It has happened again.  Someone I knew and cared about has died suddenly, and unexpectedly.  She was way too young for any of us to have anticipated losing her.  So many of us are shocked and saddened at the loss.  Her beautiful, loving spirit touched many, many lives, both professionally and personally.

So many of us wish we had one more chance to sit down with her, just to feel her gentle presence near us.  So many things were left unsaid.  So many missed opportunities to know her better.  Everyone thought there would always be tomorrow.  We miss her smile, her lilting laughter, her gentle caring ways, her energetic vitality, but most of all we miss knowing that she was a part of our lives.

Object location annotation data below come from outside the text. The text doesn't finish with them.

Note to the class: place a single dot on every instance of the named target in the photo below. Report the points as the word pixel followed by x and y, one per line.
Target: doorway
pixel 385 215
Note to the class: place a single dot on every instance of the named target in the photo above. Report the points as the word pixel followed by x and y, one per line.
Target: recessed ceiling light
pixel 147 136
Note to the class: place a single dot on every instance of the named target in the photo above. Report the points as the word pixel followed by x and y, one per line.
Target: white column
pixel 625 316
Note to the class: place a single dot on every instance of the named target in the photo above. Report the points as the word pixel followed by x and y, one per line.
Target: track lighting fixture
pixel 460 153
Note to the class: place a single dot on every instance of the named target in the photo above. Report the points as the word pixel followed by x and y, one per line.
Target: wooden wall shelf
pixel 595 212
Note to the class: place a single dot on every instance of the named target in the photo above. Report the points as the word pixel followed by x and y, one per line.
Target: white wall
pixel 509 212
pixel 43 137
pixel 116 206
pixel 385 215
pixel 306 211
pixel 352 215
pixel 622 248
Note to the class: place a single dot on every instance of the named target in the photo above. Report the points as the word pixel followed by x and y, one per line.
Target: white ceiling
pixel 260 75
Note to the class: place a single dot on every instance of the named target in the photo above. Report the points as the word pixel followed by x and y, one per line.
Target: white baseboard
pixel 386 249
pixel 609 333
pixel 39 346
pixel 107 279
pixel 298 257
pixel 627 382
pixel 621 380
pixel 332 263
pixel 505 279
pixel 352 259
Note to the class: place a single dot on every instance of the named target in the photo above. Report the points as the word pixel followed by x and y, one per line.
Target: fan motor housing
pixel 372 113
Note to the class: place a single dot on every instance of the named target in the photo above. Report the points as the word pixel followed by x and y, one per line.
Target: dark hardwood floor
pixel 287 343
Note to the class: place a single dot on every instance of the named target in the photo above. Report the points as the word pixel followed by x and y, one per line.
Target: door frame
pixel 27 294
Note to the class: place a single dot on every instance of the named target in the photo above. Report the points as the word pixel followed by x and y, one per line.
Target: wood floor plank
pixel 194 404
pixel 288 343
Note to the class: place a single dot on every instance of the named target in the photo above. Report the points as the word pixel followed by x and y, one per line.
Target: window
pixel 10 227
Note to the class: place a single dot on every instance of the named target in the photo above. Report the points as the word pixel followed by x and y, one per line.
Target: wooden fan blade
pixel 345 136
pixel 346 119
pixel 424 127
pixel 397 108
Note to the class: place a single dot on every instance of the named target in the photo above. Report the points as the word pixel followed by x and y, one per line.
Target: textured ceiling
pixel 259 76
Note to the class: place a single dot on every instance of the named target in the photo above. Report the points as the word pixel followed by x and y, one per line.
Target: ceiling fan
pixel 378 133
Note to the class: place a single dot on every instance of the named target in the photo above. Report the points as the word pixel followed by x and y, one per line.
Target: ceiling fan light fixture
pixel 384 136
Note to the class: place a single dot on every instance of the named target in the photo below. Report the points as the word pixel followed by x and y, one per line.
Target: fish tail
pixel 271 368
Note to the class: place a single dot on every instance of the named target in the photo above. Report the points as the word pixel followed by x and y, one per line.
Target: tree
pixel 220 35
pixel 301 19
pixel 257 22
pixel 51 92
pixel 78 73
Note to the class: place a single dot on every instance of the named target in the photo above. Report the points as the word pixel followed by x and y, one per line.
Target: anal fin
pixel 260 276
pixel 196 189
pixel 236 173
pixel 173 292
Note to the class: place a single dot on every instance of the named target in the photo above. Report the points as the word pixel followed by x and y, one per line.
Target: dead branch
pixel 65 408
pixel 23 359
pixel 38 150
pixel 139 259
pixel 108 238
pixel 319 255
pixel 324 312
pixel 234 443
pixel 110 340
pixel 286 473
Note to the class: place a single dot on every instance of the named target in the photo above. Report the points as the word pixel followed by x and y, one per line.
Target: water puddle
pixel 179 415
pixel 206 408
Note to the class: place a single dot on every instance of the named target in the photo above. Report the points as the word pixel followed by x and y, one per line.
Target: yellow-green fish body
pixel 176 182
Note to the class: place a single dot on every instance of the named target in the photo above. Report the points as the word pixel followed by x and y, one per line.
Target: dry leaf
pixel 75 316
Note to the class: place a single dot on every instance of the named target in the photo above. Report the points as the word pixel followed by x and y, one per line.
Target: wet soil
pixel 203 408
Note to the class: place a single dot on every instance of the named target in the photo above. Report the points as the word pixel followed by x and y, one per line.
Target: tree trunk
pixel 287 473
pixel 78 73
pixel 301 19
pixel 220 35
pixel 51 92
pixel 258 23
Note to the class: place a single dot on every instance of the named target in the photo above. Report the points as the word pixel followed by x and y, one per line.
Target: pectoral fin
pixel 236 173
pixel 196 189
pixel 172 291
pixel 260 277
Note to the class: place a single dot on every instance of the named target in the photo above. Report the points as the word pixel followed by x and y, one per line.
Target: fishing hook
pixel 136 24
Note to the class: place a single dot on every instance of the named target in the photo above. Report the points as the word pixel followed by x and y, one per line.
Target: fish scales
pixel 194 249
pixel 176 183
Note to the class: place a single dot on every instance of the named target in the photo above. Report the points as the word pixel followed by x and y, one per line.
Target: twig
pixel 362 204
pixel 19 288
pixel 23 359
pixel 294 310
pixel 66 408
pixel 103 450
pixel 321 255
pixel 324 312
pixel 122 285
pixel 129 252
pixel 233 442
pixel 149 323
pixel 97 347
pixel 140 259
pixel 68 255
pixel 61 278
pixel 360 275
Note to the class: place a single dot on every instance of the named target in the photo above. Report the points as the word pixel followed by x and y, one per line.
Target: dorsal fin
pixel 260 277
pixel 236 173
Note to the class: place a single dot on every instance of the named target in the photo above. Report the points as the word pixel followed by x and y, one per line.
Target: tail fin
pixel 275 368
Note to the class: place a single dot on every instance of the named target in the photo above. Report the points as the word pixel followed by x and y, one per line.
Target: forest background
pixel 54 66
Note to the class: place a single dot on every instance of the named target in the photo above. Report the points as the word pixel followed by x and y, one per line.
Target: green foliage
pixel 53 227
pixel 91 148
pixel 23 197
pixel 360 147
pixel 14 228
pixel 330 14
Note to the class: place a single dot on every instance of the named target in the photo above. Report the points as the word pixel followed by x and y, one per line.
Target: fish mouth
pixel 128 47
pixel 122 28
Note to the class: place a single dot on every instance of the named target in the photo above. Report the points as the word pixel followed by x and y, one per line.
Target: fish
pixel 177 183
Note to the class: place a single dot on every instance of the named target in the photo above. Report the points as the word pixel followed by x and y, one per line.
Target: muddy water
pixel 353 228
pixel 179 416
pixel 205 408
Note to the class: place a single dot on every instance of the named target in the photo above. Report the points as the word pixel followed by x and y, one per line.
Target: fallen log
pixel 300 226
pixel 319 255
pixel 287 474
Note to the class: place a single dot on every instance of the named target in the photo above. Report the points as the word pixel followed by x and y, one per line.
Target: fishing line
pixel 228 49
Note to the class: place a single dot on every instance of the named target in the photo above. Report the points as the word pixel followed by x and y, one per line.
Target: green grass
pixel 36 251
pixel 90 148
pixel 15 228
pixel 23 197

I often write about appreciating our blessings, to not take anything — or anyone — for granted.  None of us know when our last day will be.  We also don’t know when those we love will no longer be with us.  Don’t let too much time go by without letting the people you care about know how much you care.  Tell them with your words and your actions that they’re loved.

For the people who you see on a frequent basis, even if they’re on the periphery of your life, take the time to get to know them.  If they are a part of your life, their presence has meaning.  Their absence will also have meaning.  Don’t waste the opportunity you’ve been given to learn from them.  Let them learn from you.  Connect on more than a surface level, so that there’s a mutual sharing and celebrating of all of the life lessons that have been learned.  Become aware of what they care about, what they’re concerned about.  Let them know you.

For the people who are close to your heart, cherish them.  Be sure that your connections are solid and strong.  If there’s something that needs repaired, repair it.  Nurture your relationships on a consistent basis with a meaningful sharing of time, communication, and love.  Don’t put it off until tomorrow.  Tomorrow may not come.  Do it today!

I’m writing this post as a way to honor Jenny.  May her spirit continue to bless all who were a part of her short journey, as we go on without her by our side.

Until next time,



    • It’s so true, Valerie! Every day we’re given, and every person that we care about, is so precious. Once that day is gone, or that person has died, there’s no way to go backwards.


    • Thank you, Linda! I’m so glad that you are able to use this post as a reminder to cherish your loved ones. After several unexpected losses the last few years, that understanding really resonates with me.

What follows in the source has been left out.